Other studies which assessed the association between khat and academic performance tested to discover if there was any association and determined the level of significance (P value) and chi squared testing28. But this study goes further to determine to what extent khat use affect students ‘academic performance using the multiple logistic regression analysis and found that khat using students had odds of failing in their academics or performing poorly by two folds more than the non-chewing students. But further studies like comparative cross-sectional studies, case control, or other longitudinal studies can be conducted to explain more about the issue and establish either cause and effect or temporal relationship. As limitation of all cross-sectional surveys, this study didn't intend to explain beyond determining the odds of students' poor academic performance due to khat use.

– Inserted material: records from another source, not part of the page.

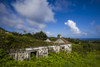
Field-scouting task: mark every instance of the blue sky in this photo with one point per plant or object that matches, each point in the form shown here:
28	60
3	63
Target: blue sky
70	18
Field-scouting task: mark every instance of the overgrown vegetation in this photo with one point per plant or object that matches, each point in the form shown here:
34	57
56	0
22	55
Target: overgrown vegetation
84	53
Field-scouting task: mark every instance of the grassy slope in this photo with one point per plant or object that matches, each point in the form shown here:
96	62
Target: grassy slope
60	60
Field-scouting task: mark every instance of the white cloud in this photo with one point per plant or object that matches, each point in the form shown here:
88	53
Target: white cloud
29	15
74	29
49	34
37	10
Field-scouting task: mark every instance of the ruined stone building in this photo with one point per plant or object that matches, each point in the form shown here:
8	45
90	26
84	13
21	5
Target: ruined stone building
59	44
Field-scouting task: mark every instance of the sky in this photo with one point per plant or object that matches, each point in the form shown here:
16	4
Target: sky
70	18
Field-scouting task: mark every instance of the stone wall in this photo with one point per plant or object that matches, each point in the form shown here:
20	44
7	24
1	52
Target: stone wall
39	51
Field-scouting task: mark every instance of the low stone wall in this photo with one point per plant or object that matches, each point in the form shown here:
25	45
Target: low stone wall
39	51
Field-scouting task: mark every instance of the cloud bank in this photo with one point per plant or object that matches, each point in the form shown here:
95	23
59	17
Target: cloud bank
73	28
29	15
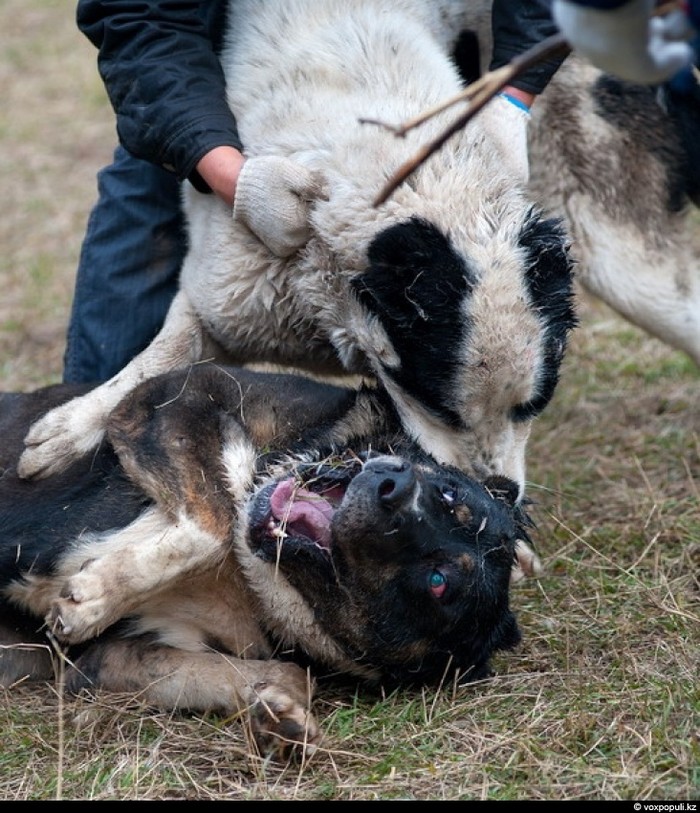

This study also showed that being female, living in an urban area, and having a father with educational status of elementary and below showed students' odds of failing in their academics by about two fold more than their counterparts. This may be due to female students' work burden at domestic level, the availability of leisure centers and psycho-active substances in the urban area, and also lack of parental mentorship and guidance from their uneducated or less educated fathers respectively. Our primary research objectives were determining the prevalence and factors affecting students' khat use. As one of the limitations of this study we didn't exhaustively embrace all possible factors affecting students' academic performance. Among these factors, group of factors related to communication, learning facilities, availability of proper guidance, and presence of family related stressors are determinants reported by other study43. Since we also used students' self-report using the self-administered questionnaire, some students may fail to remember, that is, recall bias and/or intentionally misreport their last semester's cumulative grade point. Similarly, the prevalence we found in this research may be more than the report we found due to social-desirability bias.
Conclusion
The prevalence of khat use of high school students living in high khat producing and marketing districts of Sidama Zone is at an alarming level. Having a family growing khat, having a family member chewing khat, having a friend who chews khat, smoking cigarettes, drinking alcohol, ever practicing sex, and being male are all factors increasing the odds of students' khat use. Students' khat use increased the odds of students' poor academic performance or failing in their academics. Similarly being female, living in an urban area & having a father with an academic status primary education and below are factors increasing students' good academic performance.
Acknowledgments
Primarily, we are grateful to Hawassa University for funding this project and also all students participated in the study. We also would like to appreciate students participated in this study and all the data collectors who tried their best to collect the data in difficult time and remote places.
Recommendations
Khat's contribution to students' poor academic performance demand prompt intervention. Formulation of appropriate intervention which reduces the use of khat should be everyone's priority. Moreover, designing an effective cessation strategy to help students with established khat addiction will remain the responsibility of the students, the family, the health authorities, education authorities, agricultural authorities and all other stakeholders.